Monday, March 22, 2010

Jesus Christ Vampire Hunter ... Yes, It's Real.

Jesus Christ Vampire Hunter, you ask? But what is this magic? Can this be real?

Yes, it is one hundred percent real, it is one hundred percent awesome - okay, maybe like 92 percent awesome, we'll get to the other 8 percent in a moment - and, for those of you who get all your entertainment from the interwebz, it is one hundred percent streaming on Netflix.

The premise is this: Vampires have been murdering lesbians in a town, which is presumably Ottawa, because that is where it was filmed. Why, you ask? Because they can wear the lesbians' skin out in the sunshine, so that they will no longer be limited to night-stalking. Ignoring the fact that that's SO CREEPY (wearing their skin??? GROSS), who can save the lesbians from the horrible fate of becoming just another fur in the shop? Jesus, of course!

We will refrain from telling you more of the plot, but suffice it to say, this movie is kind of epic. Probably our favorite moment while watching the movie was when Jesus pulled out some money and our friend said, "That looks like Monopoly money," and - being expert Canadian money-spotters - it dawned on us that not only was this film a low-budget camp-fest, it was a low-budget Canadian camp-fest. We have a soft spot for anything Canadian because, well, one of us used to live in Canada and the other one still does. Also, Canada kind of rocks.

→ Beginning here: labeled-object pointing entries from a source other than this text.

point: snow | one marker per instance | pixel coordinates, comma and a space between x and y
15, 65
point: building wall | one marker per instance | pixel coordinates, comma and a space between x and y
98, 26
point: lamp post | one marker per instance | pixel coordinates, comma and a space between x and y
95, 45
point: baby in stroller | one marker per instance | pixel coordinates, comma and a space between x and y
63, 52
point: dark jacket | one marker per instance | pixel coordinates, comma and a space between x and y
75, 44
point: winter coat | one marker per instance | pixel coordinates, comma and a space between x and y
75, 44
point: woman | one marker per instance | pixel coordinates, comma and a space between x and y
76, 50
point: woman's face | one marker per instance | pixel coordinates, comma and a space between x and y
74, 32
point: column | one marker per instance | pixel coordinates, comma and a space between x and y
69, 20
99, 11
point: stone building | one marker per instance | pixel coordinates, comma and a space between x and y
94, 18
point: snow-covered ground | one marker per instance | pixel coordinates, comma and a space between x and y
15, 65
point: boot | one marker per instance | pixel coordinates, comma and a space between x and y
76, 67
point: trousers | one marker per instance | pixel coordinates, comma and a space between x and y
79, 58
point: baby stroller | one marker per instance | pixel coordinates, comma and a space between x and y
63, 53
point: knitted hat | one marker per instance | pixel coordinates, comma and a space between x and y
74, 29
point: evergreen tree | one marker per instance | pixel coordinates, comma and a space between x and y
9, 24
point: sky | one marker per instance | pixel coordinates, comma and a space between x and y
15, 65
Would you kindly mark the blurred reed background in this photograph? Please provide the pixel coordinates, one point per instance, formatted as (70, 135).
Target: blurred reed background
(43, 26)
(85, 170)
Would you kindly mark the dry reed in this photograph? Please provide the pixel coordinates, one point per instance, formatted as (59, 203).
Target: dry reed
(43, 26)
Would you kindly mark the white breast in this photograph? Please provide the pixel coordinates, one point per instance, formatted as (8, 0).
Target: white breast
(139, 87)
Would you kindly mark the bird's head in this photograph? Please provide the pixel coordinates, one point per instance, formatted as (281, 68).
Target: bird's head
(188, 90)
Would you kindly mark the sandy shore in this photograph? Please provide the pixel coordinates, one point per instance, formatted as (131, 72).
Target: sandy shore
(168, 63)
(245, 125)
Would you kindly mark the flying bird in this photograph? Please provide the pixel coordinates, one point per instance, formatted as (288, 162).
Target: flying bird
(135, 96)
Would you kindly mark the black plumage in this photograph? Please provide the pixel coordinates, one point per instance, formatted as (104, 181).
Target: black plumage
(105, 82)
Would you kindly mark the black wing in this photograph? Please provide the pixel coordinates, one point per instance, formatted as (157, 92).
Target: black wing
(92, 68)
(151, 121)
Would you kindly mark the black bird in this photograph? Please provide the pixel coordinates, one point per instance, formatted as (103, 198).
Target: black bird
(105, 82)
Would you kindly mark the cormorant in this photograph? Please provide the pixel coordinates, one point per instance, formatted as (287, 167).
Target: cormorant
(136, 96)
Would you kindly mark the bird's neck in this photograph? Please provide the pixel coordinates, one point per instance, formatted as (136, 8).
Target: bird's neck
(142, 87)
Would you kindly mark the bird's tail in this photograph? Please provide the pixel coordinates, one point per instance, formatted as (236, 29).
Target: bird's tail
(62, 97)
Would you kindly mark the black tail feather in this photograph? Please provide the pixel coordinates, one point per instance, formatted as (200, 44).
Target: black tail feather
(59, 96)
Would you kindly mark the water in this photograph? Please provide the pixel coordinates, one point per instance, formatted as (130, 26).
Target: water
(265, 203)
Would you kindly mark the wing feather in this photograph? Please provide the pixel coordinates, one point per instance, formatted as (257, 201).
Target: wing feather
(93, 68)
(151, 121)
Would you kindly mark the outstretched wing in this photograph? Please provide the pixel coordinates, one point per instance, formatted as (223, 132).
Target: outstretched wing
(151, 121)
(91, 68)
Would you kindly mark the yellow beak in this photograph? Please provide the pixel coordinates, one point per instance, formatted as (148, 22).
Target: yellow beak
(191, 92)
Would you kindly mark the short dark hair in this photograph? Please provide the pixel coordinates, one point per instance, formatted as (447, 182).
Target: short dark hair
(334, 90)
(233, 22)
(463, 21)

Our other favorite moment was when a lady vampire tried to kick Jesus in the face, so he pulled off her shoe and whacked her in the head with it.

The only aspect of this movie that we can complain about is the sound quality. Since it's so low-budget, it's often hard to hear what everyone is saying, not to mention the "background" music is often in the foreground. (It's loud.) But let's face it, who needs sound quality when you have Jesus beating people up with tennis shoes?

SRSBZNZ hearts Star Trek, so we're implementing a new film-rating system, right now, as we type this. We're spontaneous like that. We give this movie two-point-five out of three tribbles. It's awesome, but the sound issues were a little irritating.